Canada and Denmark have agreed on a process aimed at ending the dispute over Hans Island, Foreign Affairs Minister Pierre Pettigrew said Monday.
Pettigrew said officials from both sides will meet over the coming months to pore over old maps and documents with an eye to ending the fight over the rocky outcrop in the Arctic that both countries claim as their own.
"As friendly countries, of course, it is our shared objective that we resolve this issue -- that we put this issue behind us," Pettigrew said.
"We now have a process -- a process in which the officials will be working together, gathering all of the relative information and trying to find a way forward to do this."
However, he said that Canada is not willing to give up its sovereignty over the island, which is only as big as a few city blocks.

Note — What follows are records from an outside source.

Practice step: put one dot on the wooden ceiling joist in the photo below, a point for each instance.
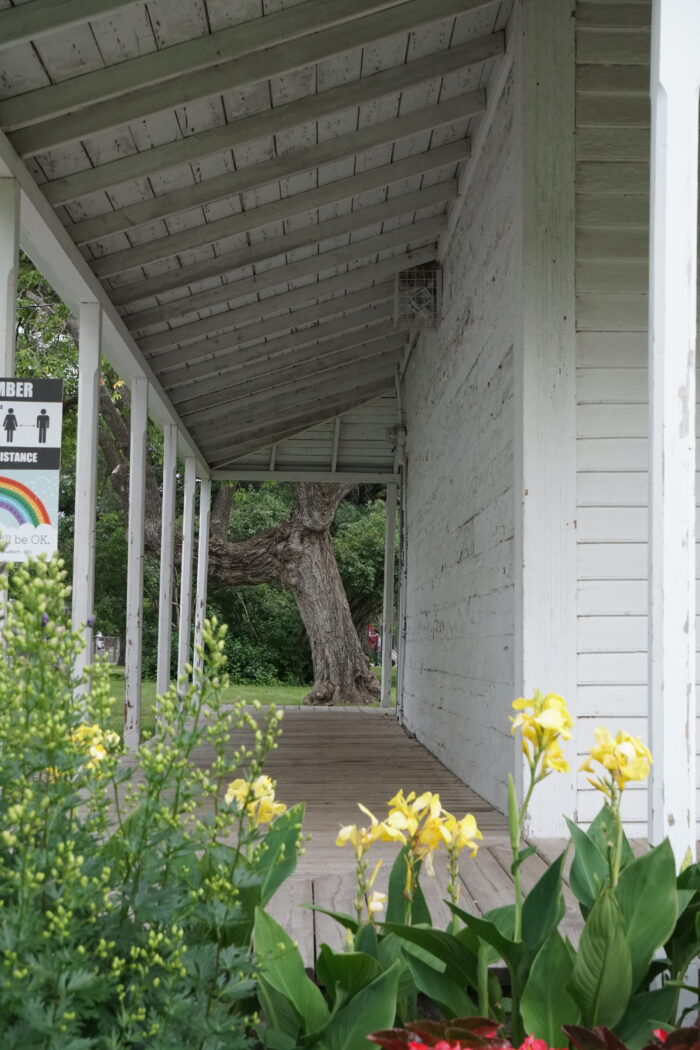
(294, 381)
(250, 313)
(32, 21)
(297, 347)
(412, 233)
(136, 75)
(221, 80)
(256, 435)
(216, 434)
(317, 358)
(196, 147)
(183, 276)
(202, 357)
(198, 236)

"It remains our firmly held position, of course, that Canadian sovereignty needs to be clear over Hans Island," Pettigrew said.
Pettigrew made the comments from New York, at the 60th anniversary summit of the United Nations. He met with Danish Foreign Minister Per Stig Moller on the sidelines of the summit.
The island, which sits uninhabited between Canada's Ellesmere Island and Greenland, has been an irritant between the two countries for decades.
Pettigrew again insisted again today that the quarrel between the two countries is not about the surrounding waters, since boundaries were agreed upon in 1973.
However, there has been widespread speculation that claims to the island by both countries have to do in part with the effect that global warming could play in opening up the Northwest Passage, creating a major shipping route between Asia and Europe.
Melting ice could also make it easier to look for undersea resources, such as oil and gas.
Tensions over the island were sparked this summer, when Defence Minister Bill Graham made an unannounced stop to the island during a trip to the Arctic in July.
The Danish government denounced the move as an "occupation" and rushed to plant flags on the island. It later called off that plan.
However, previous flag plantings by the Danes have been the focus of protests by Canada in 1984, 1988 and 2004.
The Danes already control Greenland, and they say Hans Island is part of that ancestral territory. But Canada claims the island was discovered by the British and ceded to Canada.